What is Bi-Polar Depression?
A lot of people search for information on bi-polar depression but they are often looking for information on bi-polar disorder, which depression is a symptom of.
Confused? Let's break it down.
What is depression?
Depression is a broad term and a complex condition to diagnose and treat.
You will hear a lot of people refer to depression more specifically as "Clinical Depression" which means the condition has been diagnosed by a healthcare practitioner.
If you've experienced depression you may have suffered from some of the following symptoms:
- A persistent low mood
- Mood swings
- Lack of appetite
Sound familiar? You're not alone. The National Institute of Mental Health estimates that around 7% of the entire US population suffer from at least one depressive episode a year.
Depression by itself can be debilitating, but it also can be a symptom of bi-polar disorder.
Understanding bi-polar disorder
Bi-polar disorder (often mistakenly called bi-polar depression) is a debilitating condition that around 1% of the US population suffers from.
If you have bi-polar disorder you will most likely find yourself moving between different "episodes" which are categorized like this:
- Depressive episodes
- Manic episodes
- Hypomanic episodes
You may also experience symptom free/normal episodes (this is also known as euthymia)
The type and severity of your bi-polar disorder (there are two types - more on that later) will determine how long your depressive episodes and manic/hypomanic episodes last for. Let's look at both of these in turn.
In a depressive episode you are likely to experience the following symptoms:
- Insomnia (can't sleep) or hypersomnia (very sleepy during the day)
- Unexplained or uncontrollable crying
- Severe fatigue (tiredness)
- Loss of interest in things you usually enjoy
- Recurring thoughts of death or suicide
A manic episode will usually last for up to 7 days. During that time you might experience the following symptoms:
- Feelings of euphoria (intense happiness)
- Less need for sleep (feeling overly stimulated)
- Increased feelings of sexual desire
- Hallucinations (seeing things) or delusions (believing things not based in reality)
- Huge amounts of energy
People in a manic episode will engage in risky and/or outlandish behavior that puts them and other people at risk. Manic episodes are a feature of Type 1 bi-polar disorder.
A hypomanic episode is a state where you may experience the symptoms above but in a far milder way so that your state of mind is not necessarily hugely impaired.

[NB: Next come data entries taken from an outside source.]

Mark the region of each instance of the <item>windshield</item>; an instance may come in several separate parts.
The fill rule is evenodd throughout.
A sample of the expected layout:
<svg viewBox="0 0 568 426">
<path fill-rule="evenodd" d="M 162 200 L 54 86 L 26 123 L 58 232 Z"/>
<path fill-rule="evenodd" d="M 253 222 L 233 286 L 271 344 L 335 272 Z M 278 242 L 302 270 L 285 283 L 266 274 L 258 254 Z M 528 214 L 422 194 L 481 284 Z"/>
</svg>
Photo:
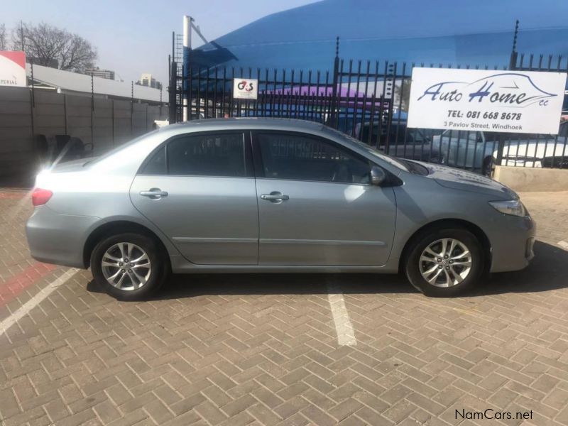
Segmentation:
<svg viewBox="0 0 568 426">
<path fill-rule="evenodd" d="M 332 129 L 331 127 L 328 127 L 327 126 L 324 126 L 324 129 L 327 131 L 329 131 L 329 133 L 332 133 L 336 135 L 340 135 L 344 139 L 346 139 L 348 141 L 356 144 L 359 148 L 364 148 L 368 153 L 380 158 L 381 160 L 383 160 L 383 161 L 386 161 L 387 163 L 391 164 L 392 165 L 394 165 L 395 167 L 398 167 L 398 168 L 402 169 L 405 172 L 410 171 L 406 164 L 405 164 L 400 159 L 396 158 L 395 157 L 391 157 L 390 155 L 388 155 L 383 153 L 381 153 L 377 150 L 376 150 L 372 146 L 369 146 L 368 145 L 367 145 L 366 143 L 364 143 L 359 139 L 356 139 L 355 138 L 353 138 L 349 135 L 345 134 L 344 133 L 339 131 L 339 130 L 335 130 L 334 129 Z"/>
</svg>

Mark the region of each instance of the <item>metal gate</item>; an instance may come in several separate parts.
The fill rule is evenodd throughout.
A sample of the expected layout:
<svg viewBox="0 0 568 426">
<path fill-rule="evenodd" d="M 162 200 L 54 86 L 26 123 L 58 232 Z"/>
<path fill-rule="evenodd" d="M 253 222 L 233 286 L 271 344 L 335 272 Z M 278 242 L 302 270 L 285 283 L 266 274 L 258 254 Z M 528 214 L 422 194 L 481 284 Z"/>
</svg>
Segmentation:
<svg viewBox="0 0 568 426">
<path fill-rule="evenodd" d="M 339 38 L 337 45 L 331 71 L 189 67 L 185 72 L 173 62 L 170 122 L 184 117 L 299 119 L 323 123 L 393 155 L 483 174 L 490 174 L 495 164 L 568 168 L 568 122 L 561 126 L 557 136 L 409 129 L 413 68 L 444 65 L 344 60 L 339 55 Z M 566 72 L 568 60 L 513 52 L 509 68 Z M 234 99 L 235 78 L 258 80 L 257 99 Z"/>
</svg>

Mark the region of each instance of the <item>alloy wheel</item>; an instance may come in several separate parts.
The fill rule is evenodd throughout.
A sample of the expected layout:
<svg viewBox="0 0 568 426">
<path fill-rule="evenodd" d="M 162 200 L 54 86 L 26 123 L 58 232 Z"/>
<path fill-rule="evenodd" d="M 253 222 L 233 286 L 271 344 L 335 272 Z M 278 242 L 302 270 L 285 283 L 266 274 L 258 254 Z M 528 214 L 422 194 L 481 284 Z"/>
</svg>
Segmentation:
<svg viewBox="0 0 568 426">
<path fill-rule="evenodd" d="M 138 290 L 148 282 L 152 272 L 150 258 L 139 246 L 117 243 L 111 246 L 101 260 L 106 281 L 119 290 Z"/>
<path fill-rule="evenodd" d="M 462 241 L 444 238 L 429 244 L 422 252 L 419 268 L 422 278 L 436 287 L 452 287 L 471 271 L 471 254 Z"/>
</svg>

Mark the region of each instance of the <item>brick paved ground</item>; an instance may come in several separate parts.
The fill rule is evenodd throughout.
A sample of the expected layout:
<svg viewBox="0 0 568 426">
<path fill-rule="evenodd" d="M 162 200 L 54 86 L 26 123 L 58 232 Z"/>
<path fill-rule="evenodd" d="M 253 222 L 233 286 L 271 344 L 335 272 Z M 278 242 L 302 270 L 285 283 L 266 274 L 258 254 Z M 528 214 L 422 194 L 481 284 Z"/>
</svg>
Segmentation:
<svg viewBox="0 0 568 426">
<path fill-rule="evenodd" d="M 28 256 L 0 190 L 0 320 L 64 268 Z M 0 337 L 3 425 L 568 425 L 568 192 L 523 194 L 537 257 L 475 294 L 429 299 L 374 275 L 182 276 L 118 302 L 81 271 Z M 338 346 L 327 285 L 356 346 Z"/>
</svg>

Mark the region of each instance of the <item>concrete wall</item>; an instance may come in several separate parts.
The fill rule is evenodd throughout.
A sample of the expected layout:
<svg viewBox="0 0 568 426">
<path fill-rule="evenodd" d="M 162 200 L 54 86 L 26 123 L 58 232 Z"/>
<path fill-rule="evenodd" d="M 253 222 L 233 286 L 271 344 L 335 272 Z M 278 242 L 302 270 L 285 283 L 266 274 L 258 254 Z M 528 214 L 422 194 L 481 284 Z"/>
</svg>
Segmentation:
<svg viewBox="0 0 568 426">
<path fill-rule="evenodd" d="M 514 191 L 568 191 L 568 169 L 495 167 L 493 178 Z"/>
<path fill-rule="evenodd" d="M 89 96 L 0 87 L 0 175 L 33 170 L 38 160 L 34 136 L 70 135 L 92 142 L 96 153 L 152 130 L 165 119 L 166 106 Z"/>
</svg>

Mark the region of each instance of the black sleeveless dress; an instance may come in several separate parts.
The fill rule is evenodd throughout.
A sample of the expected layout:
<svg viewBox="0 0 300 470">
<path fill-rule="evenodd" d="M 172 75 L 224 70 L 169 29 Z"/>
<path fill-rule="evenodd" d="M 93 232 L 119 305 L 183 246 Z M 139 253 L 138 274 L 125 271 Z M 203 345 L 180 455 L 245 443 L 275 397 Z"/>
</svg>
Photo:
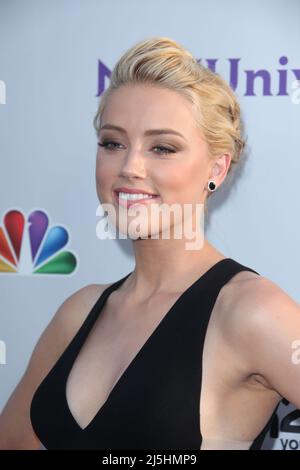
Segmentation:
<svg viewBox="0 0 300 470">
<path fill-rule="evenodd" d="M 33 396 L 30 418 L 45 448 L 199 450 L 201 357 L 208 321 L 222 286 L 245 270 L 258 274 L 225 258 L 190 285 L 82 429 L 68 407 L 67 378 L 108 296 L 131 273 L 106 288 Z M 261 448 L 278 405 L 249 450 Z"/>
</svg>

This is a feature of Type 2 bi-polar disorder.
Type 1 and type 2 bi-polar disorder
You can summarize Type 1 and Type 2 bi-polar disorder like this:
- Both types of BPD feature depressive episodes
- Type 1 BPD sufferers have more serious manic episodes
- Type 2 BPD sufferers tend to have less serious hypomanic episodes
Both types are treatable using medication and therapy. We know a lot about bi-polar disorder so don't be afraid of the condition. Many people lead normal lives by using available treatments.
Another development in helping people with bipolar depression is to use peer counseling. Peer counselors are people who have been diagnosed with BPD and are actively managing their condition. They are supported by licensed therapists on platforms such as Peer Collective.
If you are experiencing any of the symptoms we've talked about above please consult with your healthcare practitioner immediately and get support.